You will work closely with product, full-stack, and infrastructure engineers to transform state-of-the‑art language models into reliable, production‑ready systems that solve real customer problems. You make prototypes production ready.

Responsibilities

LLM Evaluation Testing

  • Design and maintain systematic evaluation frameworks for LLMs, including: Automated test suites, Golden datasets, Regression benchmarks
  • Define quantitative metrics (e.g., accuracy, latency, hallucination rate, task success) and qualitative evaluation protocols.
  • Perform error analysis and root‑cause investigations on model failures.

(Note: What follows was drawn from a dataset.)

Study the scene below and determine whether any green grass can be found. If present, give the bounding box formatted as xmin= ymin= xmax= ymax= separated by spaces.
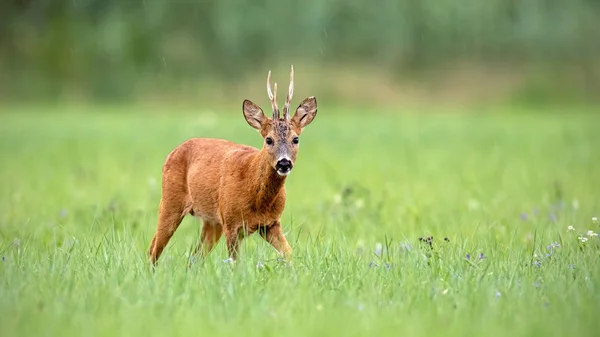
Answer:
xmin=0 ymin=106 xmax=600 ymax=336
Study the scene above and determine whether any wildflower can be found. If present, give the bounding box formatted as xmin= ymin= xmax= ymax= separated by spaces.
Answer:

Task Alignment Optimization

  • Focus on rapid prototyping and operationalization of customer use cases
  • Improve model performance on specific tasks using a prompt‑first workflow (system prompts, few‑shot examples, tool instructions).
  • Build and iterate evaluation sets; run experiments to measure quality, latency, and cost.
  • Curate high‑signal datasets for automated prompt optimization (cleaning, labeling, filtering, augmentation).
  • Apply lightweight adaptation when beneficial (prompt tuning, parameter‑efficient methods like LoRA/adapters).
  • Use supervised fine‑tuning / instruction tuning when prompting and lightweight methods don’t reach the target.
  • Prepare and curate training datasets (cleaning, labeling, augmentation, filtering).
  • Evaluate and compare open‑source and commercial LLMs for specific use cases.
  • Design controlled experiments (A/B tests, offline evaluations).
  • Document results and recommend model choices.
  • Collaborate with full‑stack engineers to integrate prototypes into product, backend services and user‑facing applications.
  • Support API design for model inference and post‑processing.
  • Ensure models behave reliably in real‑time and batch workflows.

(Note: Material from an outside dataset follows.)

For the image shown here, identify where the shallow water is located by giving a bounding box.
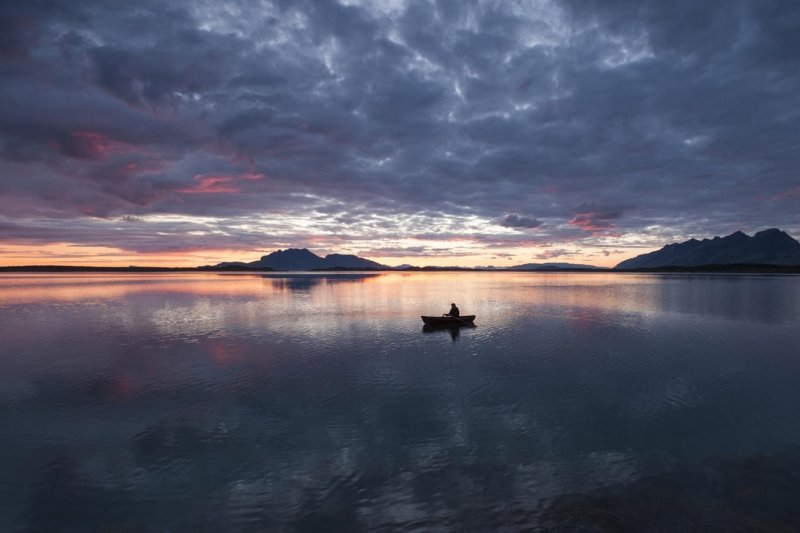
[0,273,800,531]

Quality, Safety Guardrails

  • Implement mechanisms to:
    • Reduce hallucinations
    • Enforce output formats
    • Apply content filters
    • Detect and handle unsafe or low‑confidence outputs

Performance Cost Optimization

  • Optimize inference latency and throughput.
  • Balance model size, quantization, batching, and caching strategies.
  • Monitor and optimize inference costs.

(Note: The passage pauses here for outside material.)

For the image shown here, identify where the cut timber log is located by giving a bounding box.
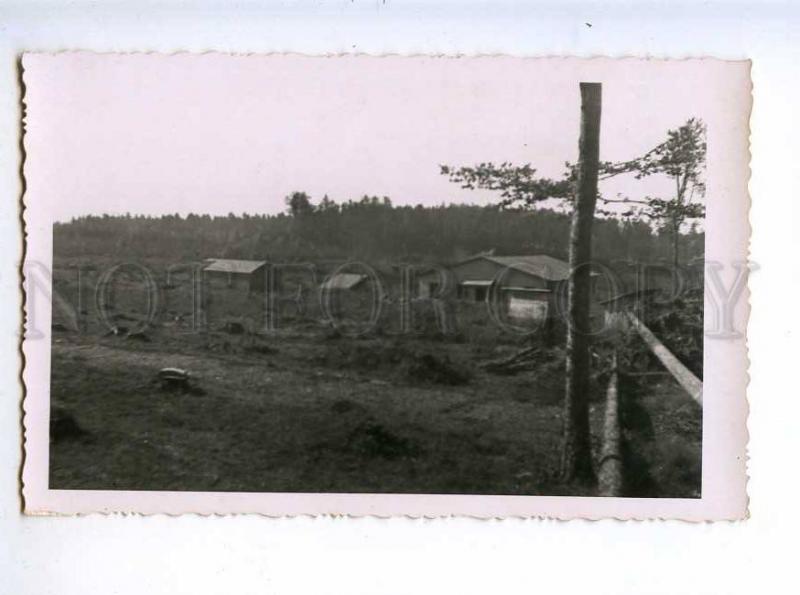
[482,347,539,374]
[628,312,703,407]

MLOps Lifecycle Management

  • Version models, datasets, prompts, and evaluation results.
  • Monitor model performance in production and detect drift.
  • Work closely with product managers to translate requirements into model behaviors.
  • Support internal teams with guidance on prompt design and model usage.
  • Contribute to documentation and internal best practices.
  • Define standards for dataset quality, labeling guidelines, and storage.
  • Maintain traceability between datasets, experiments, and deployed models.

Synthetic Data Generation

  • Use LLMs or other techniques to generate synthetic training data where real data is scarce.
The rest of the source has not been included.